Search This Blog

Saturday, April 7, 2012

Momentary Meltdown (A standard part of marriage?)


Every 3-4 months I have a minor emotional meltdown and consider sending Gary (and the difficulties of marriage) packing back to VA in lieu of my free-er, easier life back in Florida. (These only last for one night.) The reason is usually that I miss my friends and family and I don't have a lot of friends here in NC, especially not like my best friends. Essentially, I'm not getting enough quality relationship time. Now, if you've ever been through The 5 Love Languages by Dr. Gary Chapman, you know that quality time is one of the languages, but if has two subgroups. Gary and I lucked out in that we have the same love language. The only problem is that, we "speak different dialects." My quality time requires conversation, while his simply requires time together (attention and conversation not necessary.)

Three nights ago, I had my meltdown, so Gary has spent these last two nights "showing me off." We went to a flower shop on Thursday and looked around for a while, not really intending to buy anything. (Have you seen the prices????) We eventually found a little cooler tucked in a corner that had loose flowers for sale. We perused them for a little while, appreciating the snap dragons and chrysanthemums in each window until we got to the last window and saw these beautiful, delicate, pink Gerbera daisies. Of course he bought them for me! I also happened to get a yellow rose for Sophie, but she hasn't even said thank you or anything! (we're not living together this week, so it requires a text.) After that, he took me out to Mellow Mushroom and of course we sat side by side in the booth, and he only got his iPhone once, to show me something. After that, he had a band practice with some guys he used to play with. I went to listen to them beucase I've really missed hearing him play! It was so fun, I crocheted (a baby blanket for my big sissy!) while he was playing. Overall, a very emotionally fulfilling night. :)

Last night, we also spent being together "on purpose." We started out by picking a movie to watch on Netflix (he let me pick!) then we went out for dinner again (again, we're not at our house and we ran out of food last night. We never eat out twice a week, let alone two nights in a row!). We went to East Coast Wings because we are both big fans of wings. My favorite place is Ken's Wing House in Orlando, but unfortunately not any place I would ever want to take my husband. (Think about other famous wing places.... yeah.) However, apparently great wings and objectifying women are a combo deal, as we weren't wowed by these wings. The sauce was good, but they were too hot to eat! Too hot is not normally a problem for restaurant food, but when you're eating chicken off a bone, it gets even hotter on the inside. The service wasn't fabulous either, but overall we got what we came for (food!), so we went home for our movie. We watched Vanity Fair, with Reese Witherspoon. It was weird, vague movie. Gary said he read that it was a book-to-movie type thing that had been rejected in the past because it would need to be three hours to be any good. Well, apparently they were right. I was having to explain things to Gary the whole way (I'm a bit more exposed to period movies so I could pick up things more easily.) and overall it felt like a really underdeveloped story. I always wondered what it would be like to watch the movie and not have read the book, would it be confusing? (I especially thought that about the "new" Jane Eyre!). Apparently it is very confusing! Anyway, I may read the book sometime. We ended the night by taking a shower (we don't have a shower at our house, so we've been really enjoying that!) and cuddling up in bed. Happy Emily :)

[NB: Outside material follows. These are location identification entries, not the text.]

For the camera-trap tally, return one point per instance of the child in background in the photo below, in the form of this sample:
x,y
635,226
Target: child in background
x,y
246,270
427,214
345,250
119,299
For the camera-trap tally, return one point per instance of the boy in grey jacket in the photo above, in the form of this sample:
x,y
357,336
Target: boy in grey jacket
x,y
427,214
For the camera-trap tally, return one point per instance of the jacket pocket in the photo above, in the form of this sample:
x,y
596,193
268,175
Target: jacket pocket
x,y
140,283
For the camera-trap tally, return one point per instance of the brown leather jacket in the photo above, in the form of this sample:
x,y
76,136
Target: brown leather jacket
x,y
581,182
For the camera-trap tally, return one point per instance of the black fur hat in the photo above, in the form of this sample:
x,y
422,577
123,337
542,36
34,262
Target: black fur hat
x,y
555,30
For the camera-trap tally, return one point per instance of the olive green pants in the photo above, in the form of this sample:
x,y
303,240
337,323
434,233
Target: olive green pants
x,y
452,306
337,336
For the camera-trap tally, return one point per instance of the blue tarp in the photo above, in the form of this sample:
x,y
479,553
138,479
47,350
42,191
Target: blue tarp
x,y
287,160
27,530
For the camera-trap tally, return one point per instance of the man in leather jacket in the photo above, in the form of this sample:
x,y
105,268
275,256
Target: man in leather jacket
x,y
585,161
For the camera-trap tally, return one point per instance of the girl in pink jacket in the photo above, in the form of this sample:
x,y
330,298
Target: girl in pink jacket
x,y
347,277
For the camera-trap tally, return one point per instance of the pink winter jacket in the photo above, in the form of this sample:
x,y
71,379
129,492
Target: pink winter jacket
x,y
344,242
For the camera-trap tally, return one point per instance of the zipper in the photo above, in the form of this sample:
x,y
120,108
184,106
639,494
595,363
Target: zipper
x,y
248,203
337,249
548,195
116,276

I guess the point of this is, do you other married people have emotional meltdowns? Or, you other recently-moved-from-friends-and-family people, do you have emotional meltdowns?

P.S. Just to keep my accountable, I'll be back on Wednesday!

3 comments:

  1. I have meltdowns as well but it sounds like Gary is a bit more in tune with yours than my husband is with mine! I don't really blame him, mostly I keep things to myself that I should probably be talking about. I'm glad yours don't last very long! Mine don't either. They suck a little more when you have a baby, haha! Then you get to be overwhelmed with marriage AND with being a mommy! That doesn't last long either though. I miss you!

    ReplyDelete
  2. The older I get the more I find myself "needing" Michele. I need her attention, her affection, need her to want to be with me. That is actually pretty much full circle of where we were say 20 years ago. Michele was needing me and I was like, whatever, we're married, isn't that enough? Once you get do far in it, a marriage improves with age. Dramatically! I think it's Gods reward for keeping and honoring your vows. I've been married to Michele for over 25 years and I've never been happier. And I could never see myself without her. Of course we had some rough spots. VERY rough spots. But we weathered them (for better or worse) and here we are today. Expect problems, it's natural. But 'til death do you part only means the best is yet to come, from my experiences. :-)

    ReplyDelete
  3. hmmmm, my sweet wise daughter....I miss you so much but you don't know how happy and joy-filled it makes me to know you and Gary found each other. I'm in the midst of a meltdown right now, we all have them. Some fare better than others. Your in-laws are such amazing people and you get to learn from them too!